In a career that spanned academia and politics, Silver brought a penetrating intellect and a modest, even-tempered demeanor to his work, friends and colleagues said. He spent 16 years working for Los Angeles County Supervisor Mike Antonovich, ultimately as chief of staff, and was deeply involved in such issues as welfare reform and developing mass-transit alternatives.
"Tom was one of the most intellectual and down-to-earth individuals I have known," Antonovich said. "He was a Renaissance man. He was an author; he ran the marathon; he had an understanding of finance, theology, political philosophy; and he was able to bring people together and find solutions."
Silver also served as an instructor at Harvey Mudd College in Claremont in 1977, and as a consultant-panelist and outside reviewer for the National Endowment for the Humanities in the early 1980s.
He was the author of a book, "Coolidge and the Historians" (1982), which challenged the standard view of America's 30th president. Silver argued that Calvin Coolidge was a great American statesman who adhered to the essential principles of government laid out in the Declaration of Independence and the U.S. Constitution and stood firm against a rising liberal tide.
At the time of his death, Silver was working on a new book about the Progressive movement and what he saw as its corrosive effects on American politics and society.
But it was perhaps in his long association with the Claremont Institute, which he helped establish in 1979 and led as president for the past year and a half, that Silver most continually engaged with the issues dear to him. A center of passionate conservative scholarship, the institute supports research, writing, publishing and educational outreach on the moral and political principles embodied in the Declaration and the Constitution.
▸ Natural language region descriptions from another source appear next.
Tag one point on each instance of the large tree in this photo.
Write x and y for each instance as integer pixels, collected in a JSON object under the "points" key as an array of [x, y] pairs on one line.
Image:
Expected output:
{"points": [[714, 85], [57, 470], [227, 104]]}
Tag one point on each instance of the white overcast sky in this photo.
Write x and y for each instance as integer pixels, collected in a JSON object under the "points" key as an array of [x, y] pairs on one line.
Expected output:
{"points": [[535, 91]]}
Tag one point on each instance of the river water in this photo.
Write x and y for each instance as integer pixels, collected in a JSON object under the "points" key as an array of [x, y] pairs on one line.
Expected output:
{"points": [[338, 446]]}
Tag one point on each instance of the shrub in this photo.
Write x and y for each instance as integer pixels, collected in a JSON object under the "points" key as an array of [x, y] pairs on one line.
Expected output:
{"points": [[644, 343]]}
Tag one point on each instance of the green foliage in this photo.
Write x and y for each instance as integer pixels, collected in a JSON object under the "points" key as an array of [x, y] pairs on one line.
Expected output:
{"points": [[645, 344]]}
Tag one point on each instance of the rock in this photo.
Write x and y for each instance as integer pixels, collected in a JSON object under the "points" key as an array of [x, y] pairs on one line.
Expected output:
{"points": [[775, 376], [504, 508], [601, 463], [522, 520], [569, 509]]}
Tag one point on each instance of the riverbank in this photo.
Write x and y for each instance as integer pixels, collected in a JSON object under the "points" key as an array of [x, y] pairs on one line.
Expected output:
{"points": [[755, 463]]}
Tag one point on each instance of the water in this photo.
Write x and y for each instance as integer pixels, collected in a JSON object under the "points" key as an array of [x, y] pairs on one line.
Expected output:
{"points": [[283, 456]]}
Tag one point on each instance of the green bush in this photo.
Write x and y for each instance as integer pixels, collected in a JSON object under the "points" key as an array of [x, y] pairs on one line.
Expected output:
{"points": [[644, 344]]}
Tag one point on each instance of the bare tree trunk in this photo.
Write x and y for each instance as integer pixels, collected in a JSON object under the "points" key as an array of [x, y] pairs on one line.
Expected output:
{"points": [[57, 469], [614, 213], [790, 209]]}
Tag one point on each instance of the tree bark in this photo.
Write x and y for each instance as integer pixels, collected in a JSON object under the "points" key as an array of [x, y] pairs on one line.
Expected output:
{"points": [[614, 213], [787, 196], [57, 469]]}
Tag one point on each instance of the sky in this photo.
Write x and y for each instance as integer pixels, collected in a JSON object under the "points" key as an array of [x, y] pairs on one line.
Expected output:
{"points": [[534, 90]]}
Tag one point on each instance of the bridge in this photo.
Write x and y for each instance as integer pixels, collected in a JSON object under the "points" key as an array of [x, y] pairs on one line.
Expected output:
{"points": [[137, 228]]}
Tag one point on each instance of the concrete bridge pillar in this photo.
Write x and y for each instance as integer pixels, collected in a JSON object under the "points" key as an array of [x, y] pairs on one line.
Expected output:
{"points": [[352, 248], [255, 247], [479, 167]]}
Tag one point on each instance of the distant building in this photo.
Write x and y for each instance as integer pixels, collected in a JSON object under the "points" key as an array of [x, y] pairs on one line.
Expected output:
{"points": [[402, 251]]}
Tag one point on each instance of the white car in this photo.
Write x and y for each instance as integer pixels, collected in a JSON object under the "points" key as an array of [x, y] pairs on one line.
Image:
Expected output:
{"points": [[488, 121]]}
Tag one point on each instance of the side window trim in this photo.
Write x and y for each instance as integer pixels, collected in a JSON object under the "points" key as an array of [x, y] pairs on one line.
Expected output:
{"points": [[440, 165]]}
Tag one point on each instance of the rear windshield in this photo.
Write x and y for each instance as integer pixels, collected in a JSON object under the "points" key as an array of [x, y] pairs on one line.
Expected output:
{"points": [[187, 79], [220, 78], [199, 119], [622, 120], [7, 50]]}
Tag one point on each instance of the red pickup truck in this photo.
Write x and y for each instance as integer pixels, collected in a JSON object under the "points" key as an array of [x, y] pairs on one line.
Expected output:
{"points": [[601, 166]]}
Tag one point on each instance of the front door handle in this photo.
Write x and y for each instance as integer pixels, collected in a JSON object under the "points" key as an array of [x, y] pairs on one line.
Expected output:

With an annual budget of $4 million, the nonprofit institute has made itself a valued resource for conservative lawmakers in Sacramento and Washington.
Larry P. Arnn, Silver's predecessor as the institute's president, described Silver as "a quiet man, confident in his views, but capable of fierce argument with people, always civil."
In a Times story in March, Silver voiced the institute's mission. "We want to overthrow the reigning orthodoxy," he said, "and we want to, somewhere along the line, train a Franklin Roosevelt who will then overthrow the New Deal."
Born in Detroit and raised in Grand Rapids, Mich., Silver received his bachelor's degree in political science from Kalamazoo College. He studied at the Claremont Graduate School, where he earned a doctorate in government. He is survived by his wife, Nancy, and two sons, Arthur and Salvador Antonio.